Soccer passion is building, at least a little, in pop culture.
“Ted Lasso” is the latest in a long run of TV shows and movies (“Bend it Like Beckham,” “Shaolin Soccer”) to mix soccer and entertainment. The pitch for “Ted Lasso,” in fact, is built around the same thing soccer marketers are trying to overcome – turning an American (in the show’s case, a football coach) into a passionate soccer fan.
Beyond TV, another huge pop culture force – video games – also boosts soccer.
The “FIFA” series – which assigns new player ratings annually to pretty much every real-life player who earns money on a soccer pitch and lets video gamers build squads accordingly – is the most popular sports series in gaming, outselling everything from “Madden NFL” to “WWE 2K.”
“Even the really good players I get in high school have learned a lot of the game from ‘FIFA,’” said Wallwork, who coached the University High of Irvine boys team to a CIF championship in 2018. “It’s inescapable.”
But if America ever flips from soccer country to soccer culture, the biggest reason probably will be women.
While the U.S. Men’s National Team in recent years has bounced from good to promising to disappointing to promising again (the current squad, the youngest in this year’s World Cup – an intentional move to build for 2026 – is ranked 16th) the U.S. Women’s National Team has been mostly spectacular.
American women have won four World Cups, (including the past two, in 2015 and 2019) and four Olympic gold medals. Since FIFA started ranking women’s teams, in 2003, American women have held the top spot for 13 years, and they’ve never been rated lower than No. 2.
That kind of success, and exposure, has created generations of younger women who are passionate soccer fans.

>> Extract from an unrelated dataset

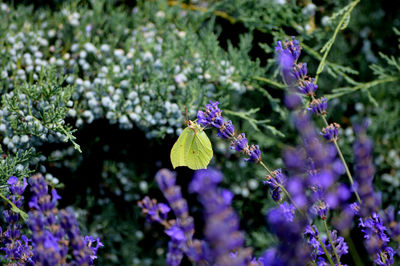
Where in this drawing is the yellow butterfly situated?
[171,121,213,170]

“I don’t care about watching any other sport; men, women, whatever.  But when the (U.S.) women play (soccer), watch out. I tell the kids to shut up, and I watch the whole tournament,” said Linda Hirshberg, a dental assistant who lives in Chino Hills.
Hirshberg, 37, said in her teens she played on club teams in south Orange County and, later, in the Pomona area. She earned a partial scholarship to play in college (UC Santa Cruz), but blew out a knee before her freshman year.
“Women around the world, if they played, I think, can identify with the passion of soccer,” she said. “I know I do.”
“And when I hear about soccer fans in some country going crazy after a big win, I totally get it.”
Don Kelley has seen the crazy up close.
Kelley, of Irvine, who played soccer through college, was in Bordeaux, France, in 1998, to watch that year’s World Cup. It happened that year the host country also won the World Cup, with all-time great Zinadine Zidane leading France to a 3-0 stunner in the final over Brazil.
Pandemonium, Kelley said, doesn’t capture what happened after the match.
“Imagine everybody in the country going outside, on the streets, all at once, and saying they love each other, over soccer,” Kelley said.
“I know that sounds weird, but that’s what I saw. Everybody was out, singing. It was beautiful.
“It’s not a party for the Super Bowl or the NBA or whatever,” he added. “It’s much, much bigger than that. Those things pale in comparison.”